D’Amaro’s career unfolded on the opposite side of that forgetting. His leadership instincts were forged in places where the nervous system tells the truth long before the spreadsheet does. Parks and destinations force you to think in terms of arrival, transitions, waiting, anticipation, friction, delight, and recovery. They teach you that emotion is contagious, attention is fragile, and meaning emerges collectively or not at all. That is not a communications skill. It is a human one.
This is why the moment matters beyond Disney. We are living in a world of infinite content and scarce presence. What people will now pay for, protect, and remember are the moments they had to show up for, the experiences that required coordination, attention, and a willingness to be part of something larger than oneself. This is not a marketing insight. It is a human one, and learning theory has been circling it for more than a century. People do not retain what they passively receive. They retain what they help construct. Knowledge sticks when it is discovered, debated, and emotionally charged, when it is encountered in relationship rather than delivered intact.

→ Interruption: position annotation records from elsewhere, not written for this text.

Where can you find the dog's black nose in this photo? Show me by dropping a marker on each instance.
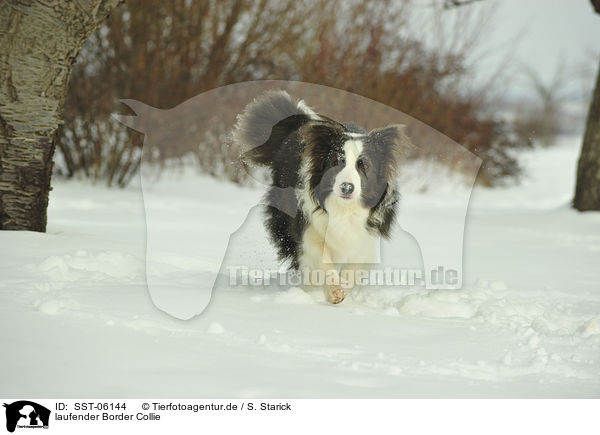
(347, 188)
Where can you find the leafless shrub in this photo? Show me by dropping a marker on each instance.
(163, 53)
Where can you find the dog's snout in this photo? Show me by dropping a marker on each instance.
(347, 188)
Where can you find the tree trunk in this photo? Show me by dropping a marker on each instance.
(587, 191)
(39, 41)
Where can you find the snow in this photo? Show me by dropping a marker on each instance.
(77, 320)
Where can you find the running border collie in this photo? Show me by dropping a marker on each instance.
(333, 191)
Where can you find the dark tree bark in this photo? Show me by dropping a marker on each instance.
(587, 190)
(39, 41)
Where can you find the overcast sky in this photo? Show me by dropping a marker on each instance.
(539, 34)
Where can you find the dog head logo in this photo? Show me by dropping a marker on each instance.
(210, 246)
(26, 414)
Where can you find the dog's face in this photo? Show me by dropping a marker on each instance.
(351, 167)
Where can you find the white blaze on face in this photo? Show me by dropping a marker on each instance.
(352, 150)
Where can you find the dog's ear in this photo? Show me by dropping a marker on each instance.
(393, 140)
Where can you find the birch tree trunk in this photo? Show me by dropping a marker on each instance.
(39, 41)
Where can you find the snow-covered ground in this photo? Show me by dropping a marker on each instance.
(76, 318)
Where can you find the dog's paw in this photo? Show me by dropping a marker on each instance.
(335, 296)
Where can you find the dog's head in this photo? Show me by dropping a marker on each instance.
(345, 166)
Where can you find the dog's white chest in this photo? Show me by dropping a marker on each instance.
(344, 235)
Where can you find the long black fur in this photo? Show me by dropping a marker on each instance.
(276, 132)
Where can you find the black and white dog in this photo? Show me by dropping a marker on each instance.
(333, 191)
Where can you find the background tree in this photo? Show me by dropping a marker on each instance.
(39, 41)
(163, 53)
(587, 190)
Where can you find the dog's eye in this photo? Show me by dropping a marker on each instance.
(362, 165)
(338, 160)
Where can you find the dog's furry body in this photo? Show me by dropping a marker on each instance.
(333, 192)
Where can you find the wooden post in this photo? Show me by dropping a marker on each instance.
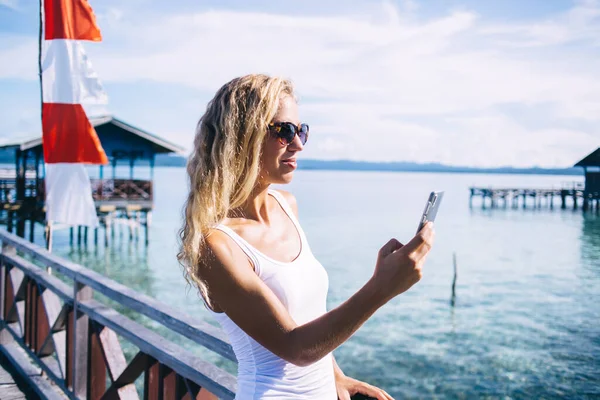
(77, 343)
(96, 367)
(453, 299)
(147, 225)
(9, 222)
(106, 228)
(151, 380)
(6, 250)
(31, 228)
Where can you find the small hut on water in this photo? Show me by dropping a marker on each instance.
(118, 199)
(591, 168)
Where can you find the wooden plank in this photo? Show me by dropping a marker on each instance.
(47, 364)
(80, 339)
(201, 332)
(112, 353)
(51, 282)
(9, 295)
(96, 367)
(168, 381)
(30, 373)
(151, 380)
(55, 318)
(217, 381)
(42, 319)
(123, 387)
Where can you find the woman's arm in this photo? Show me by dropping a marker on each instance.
(238, 291)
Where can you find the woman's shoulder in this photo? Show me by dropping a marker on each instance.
(290, 199)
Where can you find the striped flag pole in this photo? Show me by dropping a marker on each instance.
(67, 84)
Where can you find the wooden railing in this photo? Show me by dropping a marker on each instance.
(73, 338)
(121, 189)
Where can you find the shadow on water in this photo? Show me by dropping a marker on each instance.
(590, 242)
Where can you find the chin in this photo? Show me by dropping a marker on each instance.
(283, 179)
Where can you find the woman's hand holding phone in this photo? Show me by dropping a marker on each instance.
(399, 266)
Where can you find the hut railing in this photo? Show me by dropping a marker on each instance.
(73, 338)
(121, 189)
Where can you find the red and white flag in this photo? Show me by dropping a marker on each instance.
(68, 84)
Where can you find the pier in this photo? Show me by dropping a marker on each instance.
(67, 322)
(120, 200)
(571, 195)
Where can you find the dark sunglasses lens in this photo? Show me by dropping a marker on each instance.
(287, 132)
(303, 134)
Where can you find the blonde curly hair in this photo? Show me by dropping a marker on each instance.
(224, 166)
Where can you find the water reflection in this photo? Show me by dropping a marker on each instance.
(590, 242)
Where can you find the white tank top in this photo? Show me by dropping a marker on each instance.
(301, 285)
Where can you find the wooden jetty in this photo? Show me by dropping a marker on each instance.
(572, 195)
(119, 200)
(60, 327)
(586, 193)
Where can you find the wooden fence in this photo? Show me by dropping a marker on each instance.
(73, 338)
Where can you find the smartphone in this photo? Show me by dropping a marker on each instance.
(433, 204)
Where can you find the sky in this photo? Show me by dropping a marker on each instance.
(470, 83)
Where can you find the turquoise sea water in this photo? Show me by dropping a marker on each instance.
(526, 321)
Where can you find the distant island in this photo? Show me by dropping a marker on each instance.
(400, 166)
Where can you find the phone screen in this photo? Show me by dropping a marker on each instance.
(431, 208)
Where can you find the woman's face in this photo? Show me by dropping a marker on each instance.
(278, 161)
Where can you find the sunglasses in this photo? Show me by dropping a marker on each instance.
(287, 131)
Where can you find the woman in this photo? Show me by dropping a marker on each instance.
(243, 247)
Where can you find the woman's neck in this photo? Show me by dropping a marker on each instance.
(255, 208)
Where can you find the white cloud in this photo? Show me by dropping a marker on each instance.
(13, 4)
(392, 87)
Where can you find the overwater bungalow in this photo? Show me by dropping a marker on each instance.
(591, 168)
(118, 198)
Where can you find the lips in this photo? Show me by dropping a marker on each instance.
(289, 162)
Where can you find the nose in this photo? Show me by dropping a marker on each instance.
(296, 144)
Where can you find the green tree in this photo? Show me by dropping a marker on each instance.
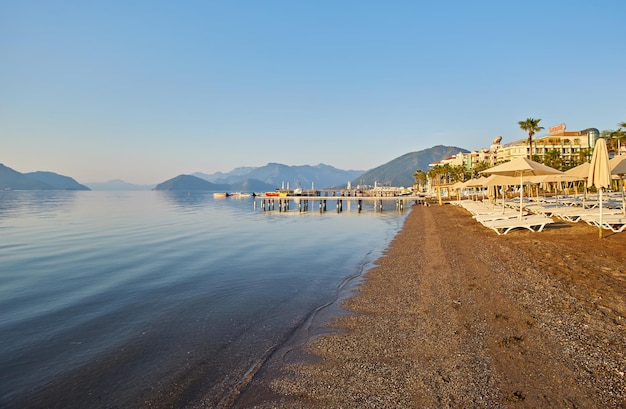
(479, 167)
(531, 126)
(457, 173)
(553, 159)
(615, 139)
(420, 178)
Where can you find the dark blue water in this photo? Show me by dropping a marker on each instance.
(158, 298)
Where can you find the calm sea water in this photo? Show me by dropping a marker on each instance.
(118, 299)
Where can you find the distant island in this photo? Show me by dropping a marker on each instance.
(13, 180)
(397, 172)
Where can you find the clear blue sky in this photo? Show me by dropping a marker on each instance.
(146, 90)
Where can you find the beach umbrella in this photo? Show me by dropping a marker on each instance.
(599, 171)
(499, 180)
(581, 172)
(618, 167)
(521, 167)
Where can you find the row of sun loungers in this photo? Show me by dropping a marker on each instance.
(502, 218)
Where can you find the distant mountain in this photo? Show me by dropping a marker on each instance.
(57, 181)
(277, 175)
(399, 172)
(118, 185)
(189, 182)
(220, 177)
(250, 186)
(13, 180)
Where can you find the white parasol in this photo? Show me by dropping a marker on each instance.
(521, 167)
(599, 171)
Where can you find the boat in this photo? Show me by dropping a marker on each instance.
(240, 194)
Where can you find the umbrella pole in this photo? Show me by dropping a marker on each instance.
(623, 200)
(600, 231)
(521, 194)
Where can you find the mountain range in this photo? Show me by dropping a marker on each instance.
(13, 180)
(397, 172)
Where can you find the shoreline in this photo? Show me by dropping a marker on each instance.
(454, 315)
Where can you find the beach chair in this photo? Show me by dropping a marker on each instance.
(614, 222)
(534, 223)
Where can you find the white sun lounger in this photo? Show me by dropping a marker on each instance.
(499, 215)
(534, 223)
(614, 222)
(574, 214)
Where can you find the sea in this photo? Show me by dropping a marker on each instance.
(163, 298)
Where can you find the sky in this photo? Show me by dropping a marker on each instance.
(144, 91)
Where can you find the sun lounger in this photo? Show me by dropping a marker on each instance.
(614, 222)
(574, 214)
(534, 223)
(498, 215)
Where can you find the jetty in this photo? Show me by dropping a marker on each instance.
(306, 200)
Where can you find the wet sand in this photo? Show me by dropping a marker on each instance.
(455, 316)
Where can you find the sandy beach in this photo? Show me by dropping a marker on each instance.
(454, 315)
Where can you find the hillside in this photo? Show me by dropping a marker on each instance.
(399, 172)
(188, 182)
(118, 185)
(276, 175)
(57, 181)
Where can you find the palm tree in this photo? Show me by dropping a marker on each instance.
(420, 178)
(616, 136)
(531, 126)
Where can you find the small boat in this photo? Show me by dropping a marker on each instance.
(240, 194)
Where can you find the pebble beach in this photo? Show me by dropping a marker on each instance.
(454, 315)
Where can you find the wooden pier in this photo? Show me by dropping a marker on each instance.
(307, 203)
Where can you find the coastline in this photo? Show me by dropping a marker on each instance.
(454, 315)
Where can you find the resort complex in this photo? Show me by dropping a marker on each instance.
(571, 147)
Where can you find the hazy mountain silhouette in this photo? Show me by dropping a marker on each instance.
(399, 172)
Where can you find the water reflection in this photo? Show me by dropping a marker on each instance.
(15, 203)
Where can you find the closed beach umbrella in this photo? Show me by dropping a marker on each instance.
(521, 167)
(618, 167)
(581, 172)
(599, 171)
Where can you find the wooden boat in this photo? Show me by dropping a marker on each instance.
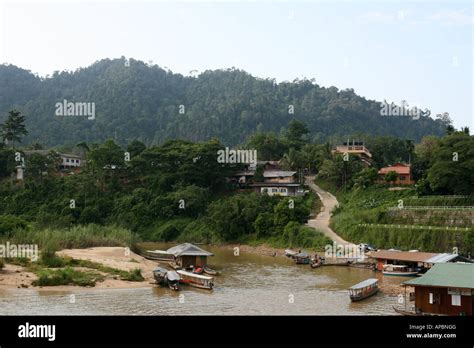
(174, 266)
(196, 280)
(302, 259)
(172, 280)
(164, 277)
(197, 270)
(209, 270)
(398, 270)
(159, 255)
(363, 289)
(317, 261)
(405, 312)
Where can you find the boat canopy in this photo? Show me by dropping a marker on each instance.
(172, 275)
(157, 252)
(364, 284)
(160, 269)
(189, 274)
(395, 266)
(188, 249)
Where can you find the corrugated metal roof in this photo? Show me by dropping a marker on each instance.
(452, 275)
(442, 258)
(277, 173)
(364, 283)
(416, 256)
(188, 249)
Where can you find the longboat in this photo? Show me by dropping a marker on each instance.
(196, 280)
(398, 270)
(290, 253)
(159, 274)
(164, 277)
(209, 270)
(405, 312)
(172, 279)
(158, 255)
(302, 258)
(363, 289)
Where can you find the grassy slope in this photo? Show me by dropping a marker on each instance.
(361, 210)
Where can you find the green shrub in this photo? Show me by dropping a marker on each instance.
(134, 276)
(66, 276)
(75, 237)
(10, 223)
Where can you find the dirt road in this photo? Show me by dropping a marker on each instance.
(321, 222)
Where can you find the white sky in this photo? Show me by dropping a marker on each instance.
(419, 51)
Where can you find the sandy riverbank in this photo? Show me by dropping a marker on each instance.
(17, 277)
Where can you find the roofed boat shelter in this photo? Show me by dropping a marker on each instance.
(187, 254)
(412, 258)
(446, 289)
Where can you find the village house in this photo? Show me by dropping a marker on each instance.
(187, 255)
(67, 162)
(278, 182)
(411, 259)
(274, 181)
(355, 148)
(446, 289)
(403, 171)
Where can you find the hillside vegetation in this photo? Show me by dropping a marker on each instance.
(153, 105)
(364, 216)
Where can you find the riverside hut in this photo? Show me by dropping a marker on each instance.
(187, 255)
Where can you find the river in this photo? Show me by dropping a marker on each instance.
(249, 284)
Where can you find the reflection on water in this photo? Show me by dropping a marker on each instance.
(248, 285)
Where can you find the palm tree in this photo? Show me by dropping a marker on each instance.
(13, 129)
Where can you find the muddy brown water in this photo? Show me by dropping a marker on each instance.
(249, 284)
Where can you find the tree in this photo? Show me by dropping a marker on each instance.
(410, 147)
(366, 177)
(13, 129)
(268, 145)
(37, 164)
(391, 176)
(452, 166)
(135, 148)
(296, 132)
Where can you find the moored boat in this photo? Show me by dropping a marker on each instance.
(398, 270)
(164, 277)
(159, 255)
(405, 312)
(302, 259)
(363, 289)
(317, 261)
(196, 280)
(290, 253)
(159, 274)
(209, 270)
(172, 279)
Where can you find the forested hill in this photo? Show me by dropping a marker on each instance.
(139, 101)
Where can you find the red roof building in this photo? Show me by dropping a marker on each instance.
(403, 171)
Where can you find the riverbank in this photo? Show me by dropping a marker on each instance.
(19, 277)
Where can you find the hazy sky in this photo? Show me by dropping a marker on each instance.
(418, 51)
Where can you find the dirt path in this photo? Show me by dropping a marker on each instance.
(321, 222)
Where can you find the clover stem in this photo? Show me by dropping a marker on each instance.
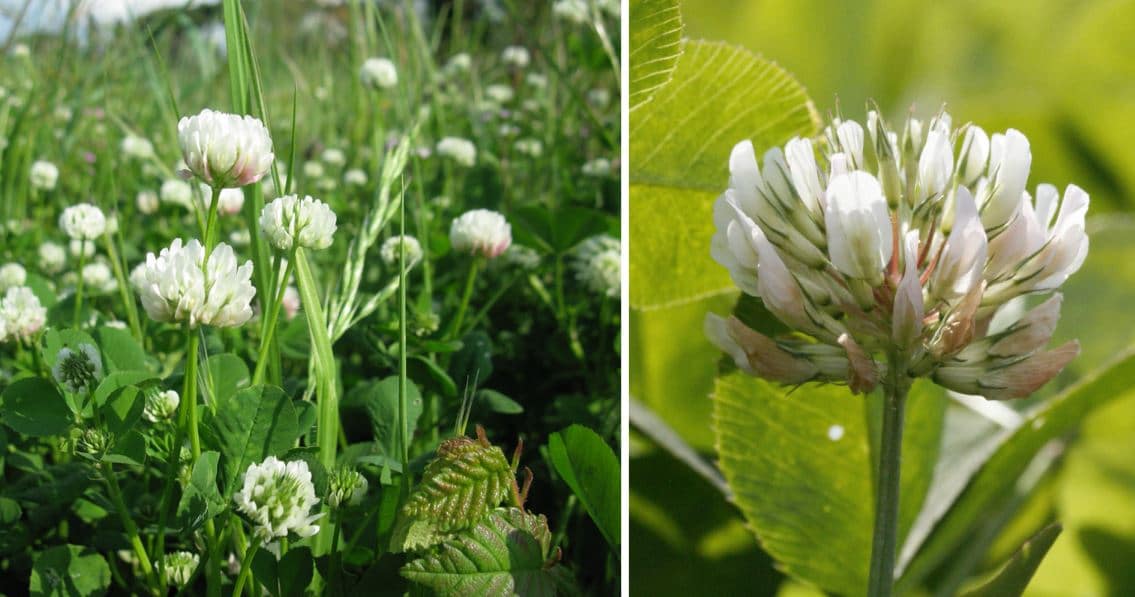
(887, 495)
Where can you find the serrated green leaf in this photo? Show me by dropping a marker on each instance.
(467, 479)
(258, 422)
(1014, 577)
(70, 571)
(33, 406)
(799, 465)
(590, 468)
(510, 553)
(679, 158)
(656, 34)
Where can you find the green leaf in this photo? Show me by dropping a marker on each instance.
(510, 553)
(33, 406)
(120, 352)
(679, 158)
(799, 464)
(70, 571)
(1014, 577)
(590, 468)
(201, 498)
(467, 479)
(997, 479)
(258, 422)
(497, 402)
(656, 33)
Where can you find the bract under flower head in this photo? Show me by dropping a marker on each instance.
(894, 251)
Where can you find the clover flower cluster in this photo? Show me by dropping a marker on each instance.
(179, 285)
(277, 497)
(896, 252)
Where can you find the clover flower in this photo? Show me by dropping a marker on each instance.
(897, 251)
(20, 314)
(292, 221)
(11, 275)
(83, 221)
(461, 150)
(178, 568)
(389, 250)
(43, 175)
(225, 150)
(379, 73)
(597, 262)
(77, 370)
(277, 498)
(481, 233)
(178, 285)
(160, 405)
(345, 487)
(52, 257)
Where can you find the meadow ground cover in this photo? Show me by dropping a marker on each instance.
(312, 297)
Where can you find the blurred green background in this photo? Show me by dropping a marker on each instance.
(1059, 70)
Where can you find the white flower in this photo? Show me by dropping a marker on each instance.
(481, 233)
(598, 167)
(278, 497)
(160, 405)
(83, 221)
(43, 175)
(354, 177)
(20, 314)
(461, 150)
(225, 150)
(391, 247)
(499, 93)
(515, 56)
(379, 73)
(597, 265)
(136, 146)
(178, 285)
(292, 221)
(529, 146)
(52, 258)
(146, 202)
(11, 275)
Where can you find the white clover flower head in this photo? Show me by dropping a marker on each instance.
(11, 275)
(43, 175)
(98, 277)
(277, 497)
(598, 168)
(529, 146)
(225, 150)
(379, 73)
(135, 146)
(22, 314)
(52, 257)
(460, 150)
(515, 56)
(292, 221)
(480, 233)
(354, 177)
(77, 370)
(178, 568)
(146, 201)
(161, 405)
(177, 285)
(499, 93)
(346, 487)
(898, 251)
(389, 250)
(576, 11)
(597, 262)
(83, 221)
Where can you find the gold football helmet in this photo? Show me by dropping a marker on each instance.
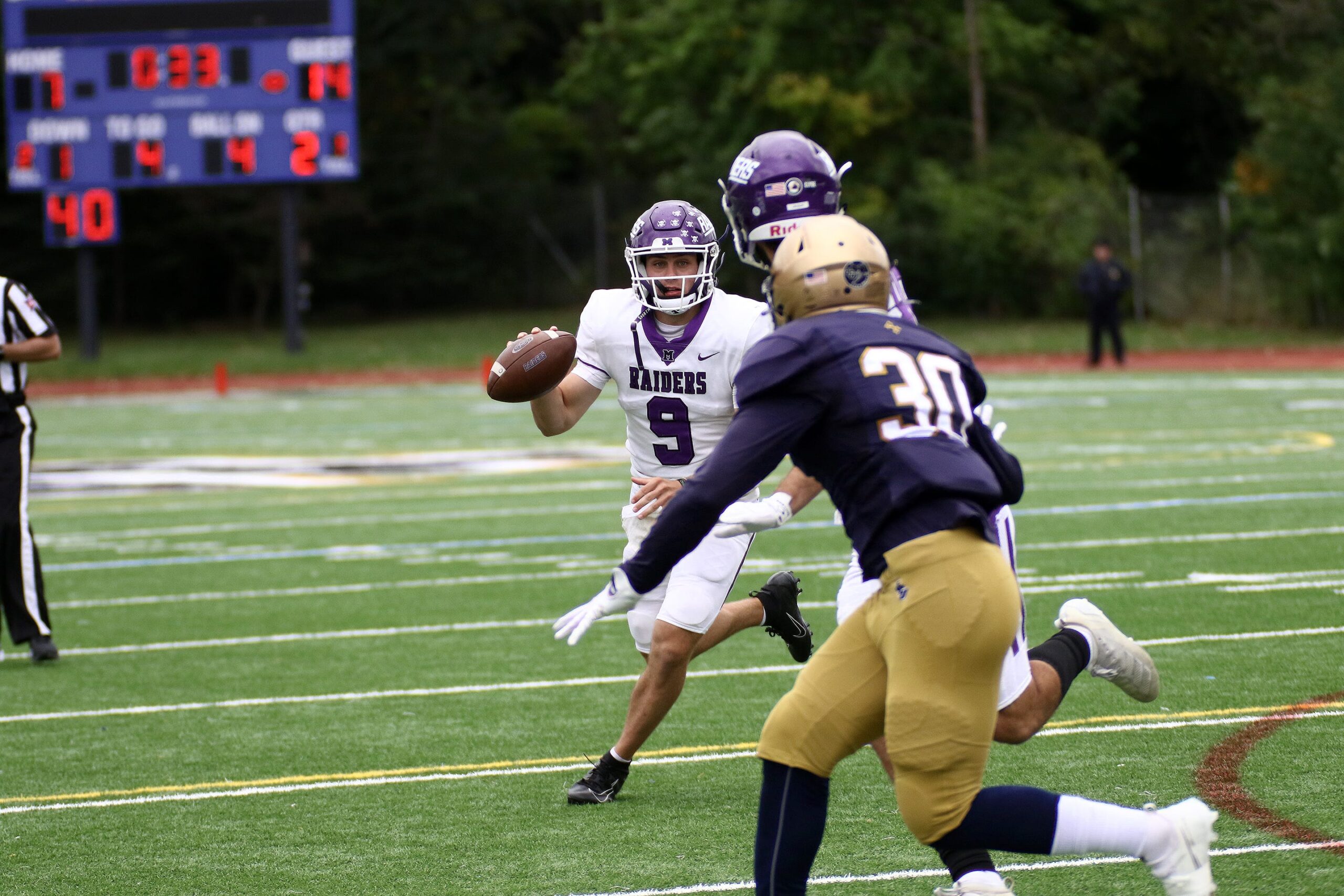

Disney’s board may never frame its decision in those terms, but by naming D’Amaro it aligned the company with that reality. It chose a leader trained in designing conditions rather than delivering messages, someone whose professional life has revolved around the simplest and most demanding question in the Gathering Economy: what does it feel like to be there?
That is why I’m calling this Example One. Not because Disney is the only place this shift is happening, but because it is the clearest, most visible confirmation yet that the center of gravity has moved. The Gathering Economy is no longer a fringe concept. The convening class is no longer support staff for “real” industries. These are the people shaping how belief, loyalty, learning, and culture are formed now.
If you trace this all the way back, you end up where humans have always begun, around the campfire. Not as metaphor, but as operating system. Long before platforms and brands, people gathered around light to share stories, knowledge, warnings, and hopes. Participation was the price of admission. Meaning carried weight because it was witnessed. We never outgrew that biology. We simply learned to ignore it.
Josh D’Amaro’s appointment is Disney walking back toward the campfire, not because it is romantic or nostalgic, but because it works. This is why GatheringPoint exists, why the convening class matters, and why this moment deserved to be named.